While full‐length S proteins of SARS‐CoV‐2 and SARS‐CoV have up to 76% similarities in amino acid sequences, the N‐terminal domain that binds to the receptor shows only 53.5% of homology reflecting its potential to bind different sugars. Therefore, emphasizing on other virus entry‐related factors like cathepsin seems valuable for SARS‐CoV‐2 drug discovery. In fact, host proteases cathepsin L and TMPRSS2 prepare the SARS‐CoV‐2 S protein for cell entry (Walls et al., 2020). Considering the results of repurposing strategies and clinical tests until now, remdesivir seems a promising dual‐acting drug (inhibiting viral RNA polymerases and 3C‐like main protease). Studies conducted so far suggest the drug might cause some minor side effects including nausea, liver damage and cardiopulmonary failure. Beyond the ongoing studies of remdesivir, now researchers are hoping to explore whether the remdesivir can be combined with other anti‐viral drugs for making a more effective SARS‐CoV‐2 combating cocktail. Six clinical trials are currently underway to specify testing remdesivir with other medicines, according to Informa Pharma Intelligence. Nevertheless, HIV protease inhibitors (ritonavir/lopinavir/ASC09), favipiravir and chloroquine need further investigations.

5. FUTURE DIRECTIONS

As we proceed with the current molecular docking studies and presuming the effectiveness of the existing anti‐viral compounds, the de novo drug discovery will join to evaluate the modulation of the new molecular targets of SARS‐CoV‐2 in bioassay platforms which were discussed above. To accelerate the long, costly and rigorous process of drug discovery, high‐throughput methods and high‐content screening methods can be employed. However, by the immediate global need for drugs to control the SARS‐CoV‐2 infection drug search is currently pursued by the repurposing approach. Accordingly, the critical viral life cycle steps like entry, genome and protein synthesis reflect the multiple drug target groups not limited to 3cl pro and RdRp that can be addressed by the conventional de novo strategy of drug discovery.

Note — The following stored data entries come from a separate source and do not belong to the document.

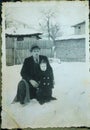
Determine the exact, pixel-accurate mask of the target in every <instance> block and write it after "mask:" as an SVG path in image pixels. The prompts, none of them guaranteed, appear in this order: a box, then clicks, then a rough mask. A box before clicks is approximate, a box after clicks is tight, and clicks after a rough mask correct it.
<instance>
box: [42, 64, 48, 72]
mask: <svg viewBox="0 0 90 130" xmlns="http://www.w3.org/2000/svg"><path fill="white" fill-rule="evenodd" d="M40 69H41V70H42V71H46V69H47V64H46V63H41V64H40Z"/></svg>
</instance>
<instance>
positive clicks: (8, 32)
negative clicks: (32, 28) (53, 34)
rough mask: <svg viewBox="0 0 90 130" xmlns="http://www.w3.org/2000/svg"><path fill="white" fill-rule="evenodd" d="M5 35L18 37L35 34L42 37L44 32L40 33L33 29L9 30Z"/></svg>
mask: <svg viewBox="0 0 90 130" xmlns="http://www.w3.org/2000/svg"><path fill="white" fill-rule="evenodd" d="M5 34H8V35H13V36H17V35H22V36H24V35H33V34H37V35H41V34H42V32H39V31H37V30H35V29H32V28H29V29H27V28H14V27H12V28H7V29H6V30H5Z"/></svg>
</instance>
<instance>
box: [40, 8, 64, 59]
mask: <svg viewBox="0 0 90 130" xmlns="http://www.w3.org/2000/svg"><path fill="white" fill-rule="evenodd" d="M42 14H43V17H42V21H41V22H40V23H39V26H40V28H41V30H42V31H43V32H44V33H46V34H47V37H48V40H52V41H53V47H52V50H53V51H54V57H56V56H55V40H56V38H57V37H58V36H61V34H62V33H61V32H60V25H59V24H58V23H57V22H55V19H56V18H55V12H53V11H52V10H48V11H46V12H45V11H43V12H42Z"/></svg>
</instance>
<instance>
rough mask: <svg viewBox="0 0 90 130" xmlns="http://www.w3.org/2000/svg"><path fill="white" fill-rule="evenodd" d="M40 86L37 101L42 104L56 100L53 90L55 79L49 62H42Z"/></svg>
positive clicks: (44, 60) (38, 87)
mask: <svg viewBox="0 0 90 130" xmlns="http://www.w3.org/2000/svg"><path fill="white" fill-rule="evenodd" d="M38 75H39V86H38V88H37V100H38V101H39V103H40V104H44V103H45V102H49V101H50V100H56V98H55V97H52V88H54V78H53V72H52V70H51V69H50V68H49V69H48V66H47V62H46V61H45V60H42V61H41V63H40V73H39V74H38Z"/></svg>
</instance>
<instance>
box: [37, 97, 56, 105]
mask: <svg viewBox="0 0 90 130" xmlns="http://www.w3.org/2000/svg"><path fill="white" fill-rule="evenodd" d="M51 100H57V98H55V97H50V98H49V99H45V100H40V101H39V103H40V104H41V105H43V104H44V103H46V102H50V101H51Z"/></svg>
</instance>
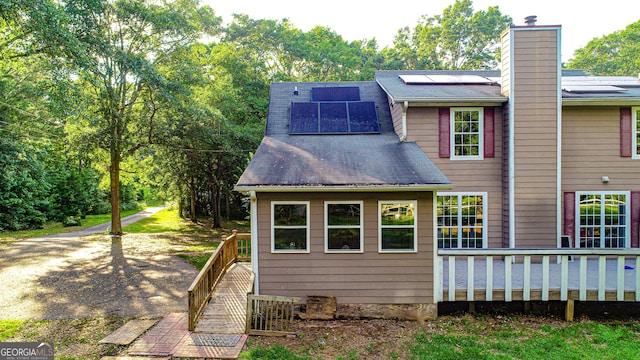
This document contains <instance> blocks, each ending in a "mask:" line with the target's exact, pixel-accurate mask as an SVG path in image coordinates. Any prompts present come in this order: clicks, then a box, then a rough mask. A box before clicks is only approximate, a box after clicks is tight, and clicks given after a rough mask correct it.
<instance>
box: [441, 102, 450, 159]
mask: <svg viewBox="0 0 640 360" xmlns="http://www.w3.org/2000/svg"><path fill="white" fill-rule="evenodd" d="M450 116H451V112H450V110H449V108H440V109H438V121H439V124H440V157H450V156H451V150H450V147H449V131H450V129H449V126H450V121H449V120H450V119H449V118H450Z"/></svg>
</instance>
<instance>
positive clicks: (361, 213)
mask: <svg viewBox="0 0 640 360" xmlns="http://www.w3.org/2000/svg"><path fill="white" fill-rule="evenodd" d="M324 207H325V251H326V252H336V253H338V252H340V253H342V252H362V251H363V245H362V222H363V221H362V202H361V201H360V202H358V201H331V202H329V201H327V202H325V203H324Z"/></svg>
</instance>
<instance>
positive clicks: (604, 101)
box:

Assembly and release inhibitors are less considered steps in SARS‐CoV‐2 life cycle for its drug discovery. While most of the drug cases for SARS‐CoV‐2 are registered for the control purpose rather than prophylaxis; S protein, integrins and ACE2 targets are of value for drug repurposing or discovery programmes to hinder the viral entry and fusion process. Considering the fact that the primary goal of all viruses is to deliver and replicate their genome to the competent host cells, blocking angiotensin‐converting enzyme 2 (ACE2), cathepsin L, 3Cl protease and RdRp are suggested to be promising targets for anti‐SARS‐CoV‐2 drug discovery.

CONFLICT OF INTEREST

No conflict of interest is declared on the data collected and interpreted in this paper.

ETHICAL APPROVAL

The authors declare that no ethical was needed for the current non‐experimental paper.

ACKNOWLEDGEMENTS

This paper was not funded by any organization.

Almasi F, Mohammadipanah F. Hypothetical targets and plausible drugs of coronavirus infection caused by SARS-CoV-2. Transbound Emerg Dis.2021;68:318–332. 10.1111/tbed.13734

DATA AVAILABILITY STATEMENT

The paper is a review and does not have original experimental data to make them available.